Bubba Watson and caddie, Ted Scott, discuss a shot.
Bubba Watson has not won a PGA Tour event since the 2012 Masters. He loves the TPC River Highlands golf course and earned his first PGA Tour win at the 2010 Travelers Championship.
He played well, posting 63-67-70 over the first three rounds and took a three-shot lead into the final round Sunday. It seemed the stars were aligned for Watson to pick up his fifth tour win on a course that he likes and is comfortable playing.
It was not meant to be, however.
Earlier in his career, Watson was too hard on himself and everyone around him. When he did not play well, he made life miserable for his wife and caddie.
They held an intervention and told him if he did not relax on the golf course, they were going to dump him. His win last year at the Masters was a result of the kinder, more gentle Watson enjoying the game and his surroundings on the golf course.
The adoption of his son was also in its final stages early in 2012, and fatherhood can have a very sobering affect on a young man.
“Old Bubba” resurfaced at the Travelers Championship Sunday. After dunking his tee shot on the par-three No. 16 into the water fronting the green, he became visibly upset and immediately verbally chastised his caddie, Ted Scott.
His triple-bogey six resulted in finishing at 10 under par for the tournament, missing a playoff with Chris Stroud and eventual winner, Ken Duke.
Watson was still agitated and continued the harangue in his post-round interview.
Co-workers often have disagreements on the job and must find a way to work through them to continue a satisfactory working relationship. Caddies and players are a unique partnership. The player gets the big money and the notoriety. The caddie normally gets the blame.

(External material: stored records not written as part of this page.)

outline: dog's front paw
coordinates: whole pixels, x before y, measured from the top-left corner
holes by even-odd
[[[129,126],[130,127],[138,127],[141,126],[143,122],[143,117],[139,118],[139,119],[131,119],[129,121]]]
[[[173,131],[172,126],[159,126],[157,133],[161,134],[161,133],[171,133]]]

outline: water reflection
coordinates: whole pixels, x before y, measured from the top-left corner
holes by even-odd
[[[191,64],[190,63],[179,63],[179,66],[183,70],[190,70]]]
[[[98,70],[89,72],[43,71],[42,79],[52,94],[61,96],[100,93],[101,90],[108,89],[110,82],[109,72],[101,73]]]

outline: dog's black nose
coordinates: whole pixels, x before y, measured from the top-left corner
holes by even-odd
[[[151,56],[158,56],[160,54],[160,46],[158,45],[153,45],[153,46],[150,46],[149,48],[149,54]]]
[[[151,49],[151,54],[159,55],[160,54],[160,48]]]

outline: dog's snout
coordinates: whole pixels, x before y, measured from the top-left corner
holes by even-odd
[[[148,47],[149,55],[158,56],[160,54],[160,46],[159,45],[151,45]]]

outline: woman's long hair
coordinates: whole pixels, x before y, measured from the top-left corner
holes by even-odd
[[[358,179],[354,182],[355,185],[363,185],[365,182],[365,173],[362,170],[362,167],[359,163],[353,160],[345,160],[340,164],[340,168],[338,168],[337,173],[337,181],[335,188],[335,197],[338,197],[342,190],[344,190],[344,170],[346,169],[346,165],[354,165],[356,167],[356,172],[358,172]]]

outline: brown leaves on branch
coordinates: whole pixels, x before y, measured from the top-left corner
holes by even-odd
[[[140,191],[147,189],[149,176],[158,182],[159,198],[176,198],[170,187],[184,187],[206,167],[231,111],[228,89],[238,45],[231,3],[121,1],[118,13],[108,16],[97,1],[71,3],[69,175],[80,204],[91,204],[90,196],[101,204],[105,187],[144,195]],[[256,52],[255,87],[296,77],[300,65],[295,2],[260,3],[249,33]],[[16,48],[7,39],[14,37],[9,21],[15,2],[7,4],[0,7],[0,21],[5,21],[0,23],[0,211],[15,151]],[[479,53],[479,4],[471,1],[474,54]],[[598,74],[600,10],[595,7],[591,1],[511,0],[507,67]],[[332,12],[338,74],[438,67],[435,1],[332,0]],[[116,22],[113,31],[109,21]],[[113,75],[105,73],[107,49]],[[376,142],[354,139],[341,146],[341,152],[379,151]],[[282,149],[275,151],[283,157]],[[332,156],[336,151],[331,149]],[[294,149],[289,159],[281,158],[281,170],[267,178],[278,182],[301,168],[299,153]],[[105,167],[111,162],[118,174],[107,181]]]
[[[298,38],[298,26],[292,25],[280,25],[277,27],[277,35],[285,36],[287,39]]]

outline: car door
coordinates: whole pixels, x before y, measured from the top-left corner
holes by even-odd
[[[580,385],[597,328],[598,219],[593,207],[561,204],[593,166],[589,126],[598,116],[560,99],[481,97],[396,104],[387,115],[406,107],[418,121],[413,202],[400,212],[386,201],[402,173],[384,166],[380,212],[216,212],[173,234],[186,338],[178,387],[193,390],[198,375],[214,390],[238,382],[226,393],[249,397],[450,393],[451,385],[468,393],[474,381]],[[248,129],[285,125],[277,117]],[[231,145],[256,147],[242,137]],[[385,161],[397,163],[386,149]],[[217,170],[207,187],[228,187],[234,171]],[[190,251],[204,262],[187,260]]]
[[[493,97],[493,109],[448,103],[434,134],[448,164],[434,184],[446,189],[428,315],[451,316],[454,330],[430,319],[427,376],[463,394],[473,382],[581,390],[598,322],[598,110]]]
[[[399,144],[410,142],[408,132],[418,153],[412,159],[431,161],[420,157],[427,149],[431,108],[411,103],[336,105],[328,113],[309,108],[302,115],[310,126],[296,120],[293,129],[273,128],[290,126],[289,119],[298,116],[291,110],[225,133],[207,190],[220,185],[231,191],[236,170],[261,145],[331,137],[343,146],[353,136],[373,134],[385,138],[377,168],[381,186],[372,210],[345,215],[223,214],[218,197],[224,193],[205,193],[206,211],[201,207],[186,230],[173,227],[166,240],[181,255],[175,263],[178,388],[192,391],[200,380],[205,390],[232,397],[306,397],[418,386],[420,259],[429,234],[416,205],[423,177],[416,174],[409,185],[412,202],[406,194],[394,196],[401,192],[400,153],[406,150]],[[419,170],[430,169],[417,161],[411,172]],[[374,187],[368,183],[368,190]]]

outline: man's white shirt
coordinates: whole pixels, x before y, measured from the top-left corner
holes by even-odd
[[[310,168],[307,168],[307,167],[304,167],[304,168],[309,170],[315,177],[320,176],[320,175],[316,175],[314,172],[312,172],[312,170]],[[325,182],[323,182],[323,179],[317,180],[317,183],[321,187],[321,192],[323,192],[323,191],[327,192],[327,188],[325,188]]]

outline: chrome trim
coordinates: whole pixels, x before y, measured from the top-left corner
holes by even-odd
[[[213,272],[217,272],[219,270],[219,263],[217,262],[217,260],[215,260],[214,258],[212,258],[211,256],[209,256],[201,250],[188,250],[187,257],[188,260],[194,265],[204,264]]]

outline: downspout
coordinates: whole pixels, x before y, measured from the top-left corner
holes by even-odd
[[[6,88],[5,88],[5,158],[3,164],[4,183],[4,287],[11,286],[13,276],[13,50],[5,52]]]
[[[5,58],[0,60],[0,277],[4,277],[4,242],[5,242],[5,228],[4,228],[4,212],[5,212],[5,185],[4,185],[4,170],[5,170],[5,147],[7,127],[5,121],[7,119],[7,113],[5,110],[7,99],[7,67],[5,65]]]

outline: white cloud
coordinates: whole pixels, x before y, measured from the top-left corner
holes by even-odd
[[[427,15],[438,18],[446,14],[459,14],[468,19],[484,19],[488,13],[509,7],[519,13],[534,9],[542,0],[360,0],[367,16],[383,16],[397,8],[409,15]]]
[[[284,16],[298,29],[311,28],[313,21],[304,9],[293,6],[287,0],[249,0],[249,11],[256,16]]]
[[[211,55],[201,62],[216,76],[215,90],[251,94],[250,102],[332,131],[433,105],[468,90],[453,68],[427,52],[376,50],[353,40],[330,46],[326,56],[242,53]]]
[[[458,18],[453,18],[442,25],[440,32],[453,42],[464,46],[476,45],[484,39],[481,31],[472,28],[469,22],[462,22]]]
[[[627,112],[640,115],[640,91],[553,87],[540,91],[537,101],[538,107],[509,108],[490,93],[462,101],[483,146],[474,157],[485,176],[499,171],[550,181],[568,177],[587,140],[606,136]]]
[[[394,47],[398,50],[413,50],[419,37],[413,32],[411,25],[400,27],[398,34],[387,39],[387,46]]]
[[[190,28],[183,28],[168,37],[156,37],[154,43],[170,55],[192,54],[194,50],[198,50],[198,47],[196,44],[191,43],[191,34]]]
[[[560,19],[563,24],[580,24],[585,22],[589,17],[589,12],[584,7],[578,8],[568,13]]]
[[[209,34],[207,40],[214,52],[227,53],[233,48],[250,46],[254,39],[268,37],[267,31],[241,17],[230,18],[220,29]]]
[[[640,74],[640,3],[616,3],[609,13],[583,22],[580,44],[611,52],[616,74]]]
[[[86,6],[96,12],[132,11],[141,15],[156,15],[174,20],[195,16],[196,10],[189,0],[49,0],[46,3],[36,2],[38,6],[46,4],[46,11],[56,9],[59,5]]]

It is normal for a disagreement between player and caddie to get settled with the caddie getting fired and moving on to another player’s bag the following week.
Watson and his caddie have been friends on and off the golf course for a long time. They have had their share of ups and downs. Each knows what to expect from the other when the going gets tough.
Scott had a shouting match with a fan at the Memorial Tournament earlier this year when a fan made a disparaging remark about his caddying abilities. Watson had to forcibly pull Scott away from the crowd and get him to refocus on the task at hand.
Players do not like to admit their errors on the course. Watson obviously feels his caddie gave him an incorrect yardage. A professional golfer must maintain total confidence in his ability to hit the correct shot under pressure.
Watson is probably just blowing off steam, and he and his caddie will work it out later.
Then again, his caddie may remind Watson that his job should include hitting more range balls. More practice sessions may yield better results than time spent on the Golf Channel, performing in Golf Boy videos or otherwise mugging in front of a camera.
Watson has a good year going with three top 10s and seven top-25 finishes. He has won over $1.3 million this year and is No. 37 in the FedEx Cup rankings.
Great players measure success in wins. No wins for the year is beginning to weigh on Watson’s very limited amount of patience.
Relax, Bubba. The wins will come. You are too talented, and fans want to see you hit monster drives and make miraculous shots to escape from trouble.